There are many reasons projects and programs fail. It is assumed that requirements are unclear, change can't be managed, sponsors aren't on board, and the plethora of other problems found in projects. But those problems are pretty much traceable to immature projects or projects - especially IT projects - in general that are low on the maturity curve.
How about projects (or programs) that are more mature on the technical and managerial side? Projects where the participants actually know what done looks like in some credible measure, know how to produce the outcomes, and generally are competent in what they do.
Why do these projects get in trouble - and they do all the time. Here's a list of sources of the Train Wreck for mature projects.
- Inattention to budget responsibilities - management and technical leaders don't keep an eye on the budget. Spending hot can not be recovered. You spend to much for an outcome, and you're over budget, which dilutes the business value of that deliverable. You can never make it up, unless you redefine the value.
- Work authorizations not always followed - the plan needs to be followed. Even in the agile world, the stories agreed to for the iteration need to appear as a result of that iteration. No rearranging the work. In the agile world this is even more important. Producing the business value in the planned order to meet the business need. In other domains, dependencies between produced outcomes is critical for distributed activities.
- Lack of an Integrated Management System - connecting all the project performance information in one place is critical to providing visibility to management.

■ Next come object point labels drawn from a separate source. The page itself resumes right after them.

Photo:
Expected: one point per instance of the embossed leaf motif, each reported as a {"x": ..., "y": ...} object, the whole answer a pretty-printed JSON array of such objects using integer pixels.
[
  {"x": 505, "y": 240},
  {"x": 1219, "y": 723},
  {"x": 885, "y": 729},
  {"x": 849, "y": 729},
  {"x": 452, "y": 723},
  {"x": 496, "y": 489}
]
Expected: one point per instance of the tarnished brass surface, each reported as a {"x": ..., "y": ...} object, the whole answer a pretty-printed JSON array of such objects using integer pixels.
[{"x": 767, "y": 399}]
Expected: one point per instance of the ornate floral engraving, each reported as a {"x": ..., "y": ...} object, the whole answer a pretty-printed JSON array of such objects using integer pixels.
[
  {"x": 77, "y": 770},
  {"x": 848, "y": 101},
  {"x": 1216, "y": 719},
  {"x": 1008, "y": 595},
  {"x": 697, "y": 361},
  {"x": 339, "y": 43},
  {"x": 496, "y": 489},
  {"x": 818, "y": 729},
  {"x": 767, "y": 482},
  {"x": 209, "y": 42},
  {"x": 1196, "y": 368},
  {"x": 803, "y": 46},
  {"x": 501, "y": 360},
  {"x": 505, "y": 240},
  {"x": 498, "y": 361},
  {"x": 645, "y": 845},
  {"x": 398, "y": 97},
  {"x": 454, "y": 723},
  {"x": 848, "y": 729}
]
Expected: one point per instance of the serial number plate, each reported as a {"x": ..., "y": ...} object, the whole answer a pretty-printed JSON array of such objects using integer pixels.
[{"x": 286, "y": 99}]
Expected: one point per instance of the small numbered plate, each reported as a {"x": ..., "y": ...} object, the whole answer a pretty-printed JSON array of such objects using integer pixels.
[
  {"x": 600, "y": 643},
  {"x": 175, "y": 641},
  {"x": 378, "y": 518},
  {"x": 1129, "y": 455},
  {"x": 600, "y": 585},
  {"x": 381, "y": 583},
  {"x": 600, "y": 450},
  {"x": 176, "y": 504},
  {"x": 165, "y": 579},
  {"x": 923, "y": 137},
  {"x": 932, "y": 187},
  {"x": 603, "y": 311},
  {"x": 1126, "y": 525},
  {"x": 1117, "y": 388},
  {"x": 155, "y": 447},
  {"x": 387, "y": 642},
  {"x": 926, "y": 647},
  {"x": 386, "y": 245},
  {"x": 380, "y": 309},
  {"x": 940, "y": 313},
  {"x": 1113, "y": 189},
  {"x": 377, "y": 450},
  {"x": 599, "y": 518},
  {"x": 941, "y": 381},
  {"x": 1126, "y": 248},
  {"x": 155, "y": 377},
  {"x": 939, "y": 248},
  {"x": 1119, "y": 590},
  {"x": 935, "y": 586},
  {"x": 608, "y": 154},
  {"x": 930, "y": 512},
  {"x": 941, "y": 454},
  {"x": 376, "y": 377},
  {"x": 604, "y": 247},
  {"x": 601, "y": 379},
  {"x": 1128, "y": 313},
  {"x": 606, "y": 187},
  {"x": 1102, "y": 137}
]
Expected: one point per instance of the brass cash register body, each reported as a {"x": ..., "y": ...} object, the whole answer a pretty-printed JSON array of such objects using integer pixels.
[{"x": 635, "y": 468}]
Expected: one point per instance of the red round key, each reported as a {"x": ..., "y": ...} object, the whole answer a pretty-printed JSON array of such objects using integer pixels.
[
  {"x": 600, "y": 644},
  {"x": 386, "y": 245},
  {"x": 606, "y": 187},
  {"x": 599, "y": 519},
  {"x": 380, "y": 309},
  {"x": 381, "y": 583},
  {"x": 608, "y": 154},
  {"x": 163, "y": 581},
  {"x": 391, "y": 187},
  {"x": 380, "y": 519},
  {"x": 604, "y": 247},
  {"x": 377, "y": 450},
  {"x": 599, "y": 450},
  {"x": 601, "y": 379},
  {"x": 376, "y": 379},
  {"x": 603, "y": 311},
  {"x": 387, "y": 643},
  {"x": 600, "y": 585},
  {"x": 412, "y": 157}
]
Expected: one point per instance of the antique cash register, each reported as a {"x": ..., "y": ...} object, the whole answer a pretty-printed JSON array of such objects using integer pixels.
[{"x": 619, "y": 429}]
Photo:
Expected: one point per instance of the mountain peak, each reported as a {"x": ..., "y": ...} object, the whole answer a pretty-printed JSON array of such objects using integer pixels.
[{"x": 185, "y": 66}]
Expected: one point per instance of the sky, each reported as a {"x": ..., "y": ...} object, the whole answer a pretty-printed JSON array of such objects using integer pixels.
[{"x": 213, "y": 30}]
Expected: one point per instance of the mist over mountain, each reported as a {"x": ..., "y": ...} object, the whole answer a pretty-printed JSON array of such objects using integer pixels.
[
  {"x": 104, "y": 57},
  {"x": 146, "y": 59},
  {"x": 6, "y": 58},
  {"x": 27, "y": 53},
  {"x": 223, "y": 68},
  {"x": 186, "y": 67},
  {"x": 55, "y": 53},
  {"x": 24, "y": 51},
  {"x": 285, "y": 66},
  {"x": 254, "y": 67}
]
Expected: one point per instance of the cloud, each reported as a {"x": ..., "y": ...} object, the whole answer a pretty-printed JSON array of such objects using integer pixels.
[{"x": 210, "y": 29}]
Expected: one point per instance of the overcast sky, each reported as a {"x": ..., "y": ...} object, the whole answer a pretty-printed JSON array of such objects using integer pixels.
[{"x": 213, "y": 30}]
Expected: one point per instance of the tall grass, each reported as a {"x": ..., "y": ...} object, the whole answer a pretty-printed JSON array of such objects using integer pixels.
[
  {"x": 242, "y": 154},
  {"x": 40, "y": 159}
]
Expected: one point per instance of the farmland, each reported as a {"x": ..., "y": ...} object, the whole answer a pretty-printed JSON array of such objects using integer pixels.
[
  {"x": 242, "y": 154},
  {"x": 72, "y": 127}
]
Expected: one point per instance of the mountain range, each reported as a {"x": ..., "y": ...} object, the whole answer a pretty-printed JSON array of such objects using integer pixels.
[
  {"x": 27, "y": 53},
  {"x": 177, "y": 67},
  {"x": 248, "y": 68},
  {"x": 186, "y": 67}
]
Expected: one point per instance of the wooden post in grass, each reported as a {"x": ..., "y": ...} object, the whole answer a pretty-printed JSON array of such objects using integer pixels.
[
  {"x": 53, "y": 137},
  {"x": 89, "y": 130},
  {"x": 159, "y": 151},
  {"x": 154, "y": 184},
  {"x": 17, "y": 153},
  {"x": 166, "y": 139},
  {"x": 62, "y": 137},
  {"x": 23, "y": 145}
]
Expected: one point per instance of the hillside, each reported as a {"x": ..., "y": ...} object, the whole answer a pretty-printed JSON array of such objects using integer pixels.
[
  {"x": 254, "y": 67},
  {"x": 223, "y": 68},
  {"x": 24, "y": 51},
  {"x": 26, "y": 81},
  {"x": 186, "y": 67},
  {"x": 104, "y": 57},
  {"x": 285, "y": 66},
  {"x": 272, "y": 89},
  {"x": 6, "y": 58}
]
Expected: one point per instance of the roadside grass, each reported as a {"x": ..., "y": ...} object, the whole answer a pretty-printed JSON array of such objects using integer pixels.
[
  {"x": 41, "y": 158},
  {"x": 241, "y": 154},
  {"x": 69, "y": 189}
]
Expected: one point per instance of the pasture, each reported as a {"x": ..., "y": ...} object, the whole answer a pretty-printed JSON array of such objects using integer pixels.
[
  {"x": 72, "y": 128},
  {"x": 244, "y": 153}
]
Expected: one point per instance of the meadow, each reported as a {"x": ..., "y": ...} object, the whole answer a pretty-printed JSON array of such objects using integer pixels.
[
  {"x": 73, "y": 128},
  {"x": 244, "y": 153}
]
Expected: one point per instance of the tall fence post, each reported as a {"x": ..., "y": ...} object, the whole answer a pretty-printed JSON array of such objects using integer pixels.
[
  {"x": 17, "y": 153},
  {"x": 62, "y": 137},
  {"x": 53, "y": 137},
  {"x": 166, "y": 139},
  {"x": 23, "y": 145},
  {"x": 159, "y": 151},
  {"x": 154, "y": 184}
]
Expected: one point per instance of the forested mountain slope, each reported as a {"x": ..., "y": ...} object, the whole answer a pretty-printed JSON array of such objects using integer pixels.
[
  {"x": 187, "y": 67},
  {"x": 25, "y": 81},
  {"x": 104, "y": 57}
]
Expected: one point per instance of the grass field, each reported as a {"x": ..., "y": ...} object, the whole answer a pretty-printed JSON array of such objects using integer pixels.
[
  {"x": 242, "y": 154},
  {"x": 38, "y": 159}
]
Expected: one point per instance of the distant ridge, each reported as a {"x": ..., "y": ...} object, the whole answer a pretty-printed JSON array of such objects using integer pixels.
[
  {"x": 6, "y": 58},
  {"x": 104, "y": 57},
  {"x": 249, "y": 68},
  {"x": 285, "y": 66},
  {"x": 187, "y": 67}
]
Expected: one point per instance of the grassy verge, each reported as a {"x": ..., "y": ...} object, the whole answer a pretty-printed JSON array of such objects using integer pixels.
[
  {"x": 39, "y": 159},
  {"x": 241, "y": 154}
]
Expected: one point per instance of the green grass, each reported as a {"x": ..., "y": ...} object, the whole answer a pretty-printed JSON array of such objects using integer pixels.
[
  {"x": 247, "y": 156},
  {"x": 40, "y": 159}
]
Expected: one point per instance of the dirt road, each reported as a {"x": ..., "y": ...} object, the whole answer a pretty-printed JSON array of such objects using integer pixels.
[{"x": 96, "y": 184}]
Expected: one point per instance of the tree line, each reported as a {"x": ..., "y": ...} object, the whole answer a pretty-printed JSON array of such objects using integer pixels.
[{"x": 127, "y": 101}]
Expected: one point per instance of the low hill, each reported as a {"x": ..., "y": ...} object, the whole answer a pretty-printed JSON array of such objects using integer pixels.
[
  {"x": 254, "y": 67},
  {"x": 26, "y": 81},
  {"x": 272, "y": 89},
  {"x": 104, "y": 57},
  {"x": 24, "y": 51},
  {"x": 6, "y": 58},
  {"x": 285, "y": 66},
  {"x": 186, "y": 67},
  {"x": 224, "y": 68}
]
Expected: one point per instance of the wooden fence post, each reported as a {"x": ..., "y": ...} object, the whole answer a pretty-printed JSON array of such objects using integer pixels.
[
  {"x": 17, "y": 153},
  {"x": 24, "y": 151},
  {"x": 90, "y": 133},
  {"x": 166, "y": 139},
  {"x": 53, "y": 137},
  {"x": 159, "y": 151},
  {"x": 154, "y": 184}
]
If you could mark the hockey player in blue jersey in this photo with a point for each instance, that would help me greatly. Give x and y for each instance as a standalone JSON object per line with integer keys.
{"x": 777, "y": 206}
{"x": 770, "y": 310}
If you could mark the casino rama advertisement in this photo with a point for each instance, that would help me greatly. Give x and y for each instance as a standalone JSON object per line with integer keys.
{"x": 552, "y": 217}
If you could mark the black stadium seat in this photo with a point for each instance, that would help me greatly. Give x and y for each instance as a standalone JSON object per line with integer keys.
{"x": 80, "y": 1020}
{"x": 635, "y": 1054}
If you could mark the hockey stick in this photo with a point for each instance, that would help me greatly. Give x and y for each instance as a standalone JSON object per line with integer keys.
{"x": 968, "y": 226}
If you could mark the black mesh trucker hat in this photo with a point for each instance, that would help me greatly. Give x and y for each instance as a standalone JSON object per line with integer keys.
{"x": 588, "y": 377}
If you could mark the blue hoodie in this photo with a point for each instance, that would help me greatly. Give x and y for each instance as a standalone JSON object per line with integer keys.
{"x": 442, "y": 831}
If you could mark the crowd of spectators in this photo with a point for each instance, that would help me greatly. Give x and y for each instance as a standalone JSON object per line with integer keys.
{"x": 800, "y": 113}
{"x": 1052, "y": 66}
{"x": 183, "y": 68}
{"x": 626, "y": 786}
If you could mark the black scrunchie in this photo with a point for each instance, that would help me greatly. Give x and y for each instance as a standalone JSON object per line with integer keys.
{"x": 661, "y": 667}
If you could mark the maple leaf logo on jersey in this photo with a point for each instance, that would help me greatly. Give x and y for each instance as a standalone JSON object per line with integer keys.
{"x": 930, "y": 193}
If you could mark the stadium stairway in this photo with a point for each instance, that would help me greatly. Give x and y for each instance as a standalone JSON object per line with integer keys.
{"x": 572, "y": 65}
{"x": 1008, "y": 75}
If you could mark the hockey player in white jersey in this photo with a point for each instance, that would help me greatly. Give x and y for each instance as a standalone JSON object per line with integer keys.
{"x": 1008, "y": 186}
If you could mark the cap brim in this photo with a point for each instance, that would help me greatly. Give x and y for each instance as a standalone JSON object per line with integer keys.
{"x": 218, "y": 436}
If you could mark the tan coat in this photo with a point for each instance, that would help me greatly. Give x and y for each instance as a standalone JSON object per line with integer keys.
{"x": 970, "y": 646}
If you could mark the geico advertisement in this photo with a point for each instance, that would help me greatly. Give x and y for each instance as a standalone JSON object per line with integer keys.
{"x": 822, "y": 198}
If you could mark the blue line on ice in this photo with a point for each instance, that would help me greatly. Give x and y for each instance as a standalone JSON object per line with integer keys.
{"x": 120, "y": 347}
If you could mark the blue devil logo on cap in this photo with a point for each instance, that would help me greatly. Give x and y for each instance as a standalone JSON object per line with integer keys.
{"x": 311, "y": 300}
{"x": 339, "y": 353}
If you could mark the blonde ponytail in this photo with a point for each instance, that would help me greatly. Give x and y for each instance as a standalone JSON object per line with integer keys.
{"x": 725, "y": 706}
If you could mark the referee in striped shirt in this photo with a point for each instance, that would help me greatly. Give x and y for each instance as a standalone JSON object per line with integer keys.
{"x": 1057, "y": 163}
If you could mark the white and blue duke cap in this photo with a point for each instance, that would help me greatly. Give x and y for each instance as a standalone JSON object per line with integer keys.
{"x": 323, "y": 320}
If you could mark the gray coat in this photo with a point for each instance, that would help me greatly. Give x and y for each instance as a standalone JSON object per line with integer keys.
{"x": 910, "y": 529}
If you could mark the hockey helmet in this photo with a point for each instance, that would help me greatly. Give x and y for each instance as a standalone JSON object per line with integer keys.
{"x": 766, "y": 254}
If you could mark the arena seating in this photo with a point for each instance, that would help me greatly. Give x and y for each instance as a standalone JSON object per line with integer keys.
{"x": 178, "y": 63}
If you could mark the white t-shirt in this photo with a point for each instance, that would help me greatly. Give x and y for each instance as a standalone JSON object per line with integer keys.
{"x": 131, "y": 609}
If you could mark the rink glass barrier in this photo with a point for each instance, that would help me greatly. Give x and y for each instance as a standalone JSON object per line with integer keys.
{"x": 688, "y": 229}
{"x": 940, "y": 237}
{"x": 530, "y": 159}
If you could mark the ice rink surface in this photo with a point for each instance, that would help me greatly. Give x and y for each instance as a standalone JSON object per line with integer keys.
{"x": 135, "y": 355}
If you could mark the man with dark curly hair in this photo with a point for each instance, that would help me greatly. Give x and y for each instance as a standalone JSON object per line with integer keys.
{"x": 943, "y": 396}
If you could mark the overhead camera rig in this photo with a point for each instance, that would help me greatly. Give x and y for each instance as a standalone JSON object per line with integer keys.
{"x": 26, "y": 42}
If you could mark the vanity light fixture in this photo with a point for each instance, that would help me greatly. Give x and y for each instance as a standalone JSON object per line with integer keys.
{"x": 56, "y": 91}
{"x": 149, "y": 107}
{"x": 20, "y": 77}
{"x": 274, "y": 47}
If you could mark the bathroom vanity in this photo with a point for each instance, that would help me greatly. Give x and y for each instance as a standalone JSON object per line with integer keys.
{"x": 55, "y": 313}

This means everything that takes place needs to have units of measure meaningful to the decision makers.
- Baseline fluctuation and frequent replanning - if you can't stick to the plan, you can't measure your progress. This does not mean blindly following a plan. But if you have a plan and you don't follow it, you're just wasting your time. If you need to change the plan - for a good reason - then do so. But record these changes so you can go back and calibrate your performance.
- Current period and retroactive changes - no cooking the books and making problems go away by changes history.
- Improper use of Management Reserve - MR is for unknowns within scope. No using MR to cover your mistakes.
- EV techniques that don't reflect actual performance - if you're not measuring physical percent complete in units meaningful to the decision makers, than you're wasting your time. The EV numbers won't be credible. You have to measure tangible evidence of progress to plan not someones opinion of progress - Show me.
- Lack of predictive variance analysis - all numbers in the baseline are random numbers. Without understanding the variances of each class of number (reference class models) and the correlations (causality) between the numbers, you'll never get a handle on why things are going wrong.
- Untimely and Unrealistic Latest Revised Estimates - stop changing the forecasts and get a handle on what is really happening. Standdown if you have to, but get it right for some period of time before proceeding.
- Progress not monitored in a regular and consistent manner - how long are you willing to wait before you find out you are late? Sample progress at least at ½ that time period, otherwise when you find out you're late it's too late to do anything about it.
- Lack of vertical and horizontal traceability cost and schedule data for corrective action - vertical traceability shows how the products are increasing in maturity. Horizontal traceability shows how you're actually doing work to increase that maturity. Both are needed for success. This is the purpose of the Integrated Master Plan and Integrated Master Schedule.
- Lack of internal surveillance controls - left alone all processes degrade. Who's watching those doing the work?
- Managerial actions not demonstrated using Earned Value - management has to walk the walk every week. Not just watch others. Management has to manage using the numbers. Only the numbers talk. No other evidence is acceptable.